The Nichols lab, led by William C. Nichols, PhD, is primarily interested in the genetics of pulmonary hypertension with a secondary interest in the genetics of Parkinson disease. Specifically, we are investigating factors that contribute to the genetic susceptibility to Pulmonary Arterial Hypertension (PAH). Dr. Nichols guided his lab to playing an instrumental role in identifying the first gene (BMPR2) associated with the disorder. Since then, studies have been ongoing to search for other genes responsible for PAH pathogenesis and also modifier genes that could affect the severity or onset of PAH.
Pulmonary Arterial Hypertension (PAH) is a devastating disorder of the pulmonary arterioles that can lead to right heart failure and death. This is a rare disease with an estimated prevalence of 15-50 cases per million. The pathogenesis of PAH involves occlusion of the pulmonary arterioles in the lung, which increases the pressure in the pulmonary artery and pulmonary vasculature. This increase in pressure leads to right ventricle (RV) hypertrophy and eventually RV failure. The disorder is more prominent in females, but is also seen in males. Causal genes have been implicated in the development of PAH, but much is still unknown about the mechanisms of the disease as well as other susceptibility factors.
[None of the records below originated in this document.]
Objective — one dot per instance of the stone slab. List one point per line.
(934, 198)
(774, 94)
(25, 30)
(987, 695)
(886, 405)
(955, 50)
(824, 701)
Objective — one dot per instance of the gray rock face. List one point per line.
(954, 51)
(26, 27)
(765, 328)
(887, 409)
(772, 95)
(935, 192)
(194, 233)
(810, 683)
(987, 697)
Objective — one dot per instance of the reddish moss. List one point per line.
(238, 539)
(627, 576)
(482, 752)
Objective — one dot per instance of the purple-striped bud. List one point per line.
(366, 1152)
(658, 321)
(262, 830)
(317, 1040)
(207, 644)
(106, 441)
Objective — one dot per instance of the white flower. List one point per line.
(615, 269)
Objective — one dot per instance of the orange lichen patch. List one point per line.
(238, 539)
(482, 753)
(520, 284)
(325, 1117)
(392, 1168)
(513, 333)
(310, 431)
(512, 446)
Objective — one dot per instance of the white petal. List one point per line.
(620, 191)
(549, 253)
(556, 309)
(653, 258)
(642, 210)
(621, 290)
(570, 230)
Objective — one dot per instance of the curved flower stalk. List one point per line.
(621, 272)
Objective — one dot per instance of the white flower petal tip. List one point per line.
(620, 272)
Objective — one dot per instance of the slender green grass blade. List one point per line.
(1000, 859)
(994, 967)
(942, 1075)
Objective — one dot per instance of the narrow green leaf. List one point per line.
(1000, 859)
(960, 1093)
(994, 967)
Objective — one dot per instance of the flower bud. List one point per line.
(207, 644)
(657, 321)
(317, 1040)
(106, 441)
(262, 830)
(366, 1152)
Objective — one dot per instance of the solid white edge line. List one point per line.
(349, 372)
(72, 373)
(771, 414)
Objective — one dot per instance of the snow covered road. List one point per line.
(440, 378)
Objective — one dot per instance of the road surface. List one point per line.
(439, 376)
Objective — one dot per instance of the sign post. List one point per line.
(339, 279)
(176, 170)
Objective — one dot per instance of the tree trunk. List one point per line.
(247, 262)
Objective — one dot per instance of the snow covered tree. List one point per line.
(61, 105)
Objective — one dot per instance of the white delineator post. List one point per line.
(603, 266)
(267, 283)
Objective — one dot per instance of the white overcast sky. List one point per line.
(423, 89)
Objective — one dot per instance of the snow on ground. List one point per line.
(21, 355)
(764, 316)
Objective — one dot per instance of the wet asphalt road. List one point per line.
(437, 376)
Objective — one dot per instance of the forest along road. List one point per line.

In the Nichols Lab, our studies on the genetics of PAH make use of human samples as well as mouse/rat models of pulmonary hypertension:
- The National Biological Sample and Data Repository for PAH (PAH Biobank): The PAH Biobank is an NIH/NHLBI funded effort to bank biological samples, genetic data, and clinical data for over 3,000 WHO Group 1 PAH patients. This collection is a resource to be utilized by the research community to further discoveries and breakthroughs on both the cause and possible treatment of PAH.
- Genetic Analysis of Murine Chronic Hypoxia-Induced Pulmonary Hypertension: This project utilizes a three tiered approach to search for new genes responsible for PAH and also genes that can modify PAH severity in mice.
In addition to research on PAH, the Nichols Lab also has an interest in genetic susceptibility to Parkinson Disease and has been doing collaborative research on the genetics of this disorder since 1998.